The crew of a colony ship, bound for a remote planet, discover an uncharted paradise with a threat beyond their imagination, and must attempt a harrowing escape.
Michael Fassbender : David / Walter
Katherine Waterston : Daniels
Billy Crudup : Oram
My opinion on “Alien : Covenant”
“They disobeyed a direct order.
She buried her husband.
No, Karine, it’s not that.
They don’t trust me.
And they don’t trust me for the same reason the company didn’t trust me … to lead this mission.”
I never thought I would ever ask the following question: “Mr. Scott, could you draw a line under the whole Alien franchise and concentrate on other projects? Please?“. As an “Alien” fan of the first hour, I was deeply disappointed about this film. In hindsight I thought “Exodus : Gods and Kings” was even better. It’s best they forget about “Alien : Covenant Sequel” which is scheduled to appear in 2019.
Recycling isn’t everything?
I was actually more excited about “Prometheus” than about this creation. I ignored the whole fuss about the religious and existential aspects in “Prometheus“. In my opinion “Prometheus” was a relief after the disastrous parts III and IV of the “Alien” saga. Admittedly, the xenomorphs weren’t omnipresent in “Prometheus“. But the graphics were unprecedented and made my SF heart race again. Scott brought a breath of fresh wind in this SF horror. In “Alien: Covenant” it’s more like a used wind. On the one hand, the functional goal of this film is the cause of this. After all, it’s just a bridge between the “Prometheus” project and the older “Alien” work. But on the other hand, it’s the ease with which this movie is made that lies at the base. Because ultimately it’s nothing but a recycling of old material.
Take me home, country roads!
In “Prometheus” a spacecraft was launched into space to search for the so-called creators (“Engineers”) of humanity. In the end, they discover that these creators want to wipe their creations of the table. The end of the film shows a glimpse of creatures that cause death and destruction in the “Alien” saga afterwards.

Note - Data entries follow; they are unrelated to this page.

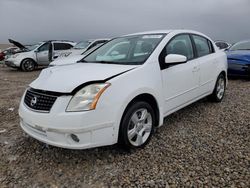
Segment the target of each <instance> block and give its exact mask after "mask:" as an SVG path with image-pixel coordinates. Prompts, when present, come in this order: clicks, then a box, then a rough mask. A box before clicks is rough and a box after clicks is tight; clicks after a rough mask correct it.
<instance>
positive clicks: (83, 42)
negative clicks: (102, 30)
mask: <svg viewBox="0 0 250 188" xmlns="http://www.w3.org/2000/svg"><path fill="white" fill-rule="evenodd" d="M109 40H110V39H94V40H85V41H81V42H78V43H77V44H76V45H75V46H74V47H73V48H71V49H69V50H66V51H64V52H62V53H60V54H59V56H58V59H59V58H65V57H69V56H75V55H83V54H84V53H86V52H87V51H90V50H91V49H92V48H94V49H95V48H97V47H99V46H101V45H102V44H104V43H105V42H107V41H109Z"/></svg>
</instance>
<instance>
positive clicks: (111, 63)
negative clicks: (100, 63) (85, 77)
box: [95, 61, 121, 64]
mask: <svg viewBox="0 0 250 188" xmlns="http://www.w3.org/2000/svg"><path fill="white" fill-rule="evenodd" d="M95 63H103V64H121V63H119V62H112V61H95Z"/></svg>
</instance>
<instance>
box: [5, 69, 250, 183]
mask: <svg viewBox="0 0 250 188" xmlns="http://www.w3.org/2000/svg"><path fill="white" fill-rule="evenodd" d="M38 74H39V71H35V72H31V73H23V72H20V71H16V70H11V69H9V68H6V67H3V66H2V65H0V187H111V186H113V187H118V186H121V187H184V186H185V187H250V136H249V135H250V81H246V80H230V81H229V86H228V90H227V93H226V96H225V98H224V101H223V102H222V103H220V104H216V103H210V102H209V101H207V100H206V99H204V100H202V101H199V102H197V103H195V104H193V105H191V106H189V107H187V108H185V109H183V110H180V111H178V112H176V113H174V114H172V115H171V116H169V117H167V118H166V120H165V126H162V127H161V128H159V129H158V130H157V132H156V133H155V134H154V136H153V137H152V140H151V142H150V143H149V145H147V146H146V147H145V148H144V149H140V150H132V151H130V152H128V151H124V150H121V149H120V148H118V147H117V146H110V147H102V148H96V149H89V150H82V151H78V150H67V149H61V148H56V147H52V146H47V145H45V144H43V143H40V142H38V141H36V140H35V139H33V138H30V137H28V136H27V135H26V134H24V133H23V132H22V130H21V128H20V127H19V124H18V121H19V120H18V104H19V101H20V97H21V95H22V93H23V92H24V90H25V88H26V86H27V85H28V84H29V83H30V82H31V81H32V80H33V79H34V78H36V77H37V75H38Z"/></svg>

Now we see the spacecraft “Covenant”, loaded with colonists and embryos, which (as in “Passengers“) is heading for a planet in another solar system to set up a new colony. Until the ship is hit by a “neutrino burst” and the crew is shaken roughly out of their artificial sleep. When one of the crew members receives a signal from John Denver’s “Take me home” during a repair, they set course to the origin of the signal without hesitation. And thus they end up on a planet with similar living conditions as on Earth. Moreover, they find traces of a previous landing.
Never thought they could get out that way.

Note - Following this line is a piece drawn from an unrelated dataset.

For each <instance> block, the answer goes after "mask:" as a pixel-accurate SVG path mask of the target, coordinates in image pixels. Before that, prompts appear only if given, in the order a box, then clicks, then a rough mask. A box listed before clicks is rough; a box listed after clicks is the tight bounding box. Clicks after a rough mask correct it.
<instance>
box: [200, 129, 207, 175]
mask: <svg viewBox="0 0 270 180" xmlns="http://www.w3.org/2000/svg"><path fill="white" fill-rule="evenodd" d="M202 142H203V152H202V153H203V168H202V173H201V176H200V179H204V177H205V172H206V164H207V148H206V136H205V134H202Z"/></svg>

Despite the fact that “Alien: Covenant” is no more than a link between the “Prometheus” narrative and the original first episode, this movie started promising. In retrospect, however, it’s nothing more than a rehashing of previously used ideas. Even the numerous Aliens didn’t impress me. The aggressive and intimidating look of the space monster in the first films ensured some terrifying movie moments. In this film, they weren’t exactly very intelligent and far from slimy. The only original twist in this film was the side those creatures chose to burst out of a human body this time.
Grand applause for Michael Fassbender.
As a die-hard fan of the Alien saga, I was waiting impatiently (even though I’m not in favor of prequels and sequels) for this new episode and I was also expecting big things. Therefor it’s a great disappointment when I saw how such an original and infamous epic story was reduced to the level of a meaningless, brain-dead soap purely based on commercial considerations.

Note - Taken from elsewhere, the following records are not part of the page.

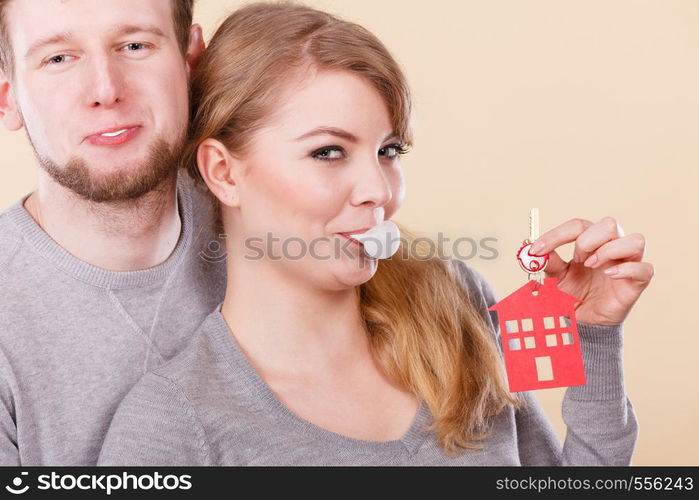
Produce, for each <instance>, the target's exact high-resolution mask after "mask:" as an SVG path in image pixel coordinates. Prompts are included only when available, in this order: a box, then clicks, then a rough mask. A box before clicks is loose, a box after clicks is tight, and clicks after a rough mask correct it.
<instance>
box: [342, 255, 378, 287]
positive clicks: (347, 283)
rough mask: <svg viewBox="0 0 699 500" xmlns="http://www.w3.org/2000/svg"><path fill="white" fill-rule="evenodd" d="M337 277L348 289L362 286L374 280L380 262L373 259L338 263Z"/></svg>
mask: <svg viewBox="0 0 699 500" xmlns="http://www.w3.org/2000/svg"><path fill="white" fill-rule="evenodd" d="M336 266H337V269H336V271H335V273H334V274H335V277H336V279H337V281H338V282H339V283H341V284H342V285H344V286H346V287H348V288H349V287H355V286H359V285H362V284H364V283H366V282H367V281H369V280H370V279H371V278H373V276H374V274H376V269H377V268H378V261H377V260H376V259H371V258H368V257H367V258H362V259H359V260H355V259H352V260H342V261H340V262H337V264H336Z"/></svg>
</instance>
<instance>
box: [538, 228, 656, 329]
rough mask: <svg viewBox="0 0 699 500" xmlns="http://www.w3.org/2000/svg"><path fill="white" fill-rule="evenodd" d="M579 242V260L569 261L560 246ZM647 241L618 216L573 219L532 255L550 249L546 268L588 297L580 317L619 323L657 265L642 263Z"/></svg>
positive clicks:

Even though the visual aspect was of an unprecedented level (after all Ridley Scott was holding the reins) and the first half hour (despite the cliché content) was promising, I came to the conclusion that the obtained result was shamefully bad. The Aliens weren’t terrifying and at one point they looked like the Velociraptors from “Jurassic Park”. Some scenes were basically moronic. And be honest, Katherine Waterston will never be able to match Ripley’s masterly played character. The only plus and admirable part was the double role of Michael Fassbender.
Shame on you Mr. Scott.
When are they going to realize in Hollywood when a sequel of a successful film has nothing significantly to contribute to the story and just simply repeats parts of the original (repackaged), one can better refrain from this release. But I get it. The movie has gained a loyal crowd of fans who look forward to any new episode. It doesn’t matter how bad it is, there’ll always be a huge audience to check it out. In most cases this enthusiasm is being followed by disillusion. There are countless other examples. From “Die Hard” to “Terminator”. Or take a look at “Beverly Hills cop”, “Nightmare on Elm street” and “Home alone”.
The pilot film is sensational and unique. In some cases, the sequel offers added value and is highly entertaining. But from then on, it usually goes downhill. There’s nothing great about these sequels. The only reason for their excistence is pure commercial. Shame on you Mr. Scott. To be honest, I never expected you to fall for that.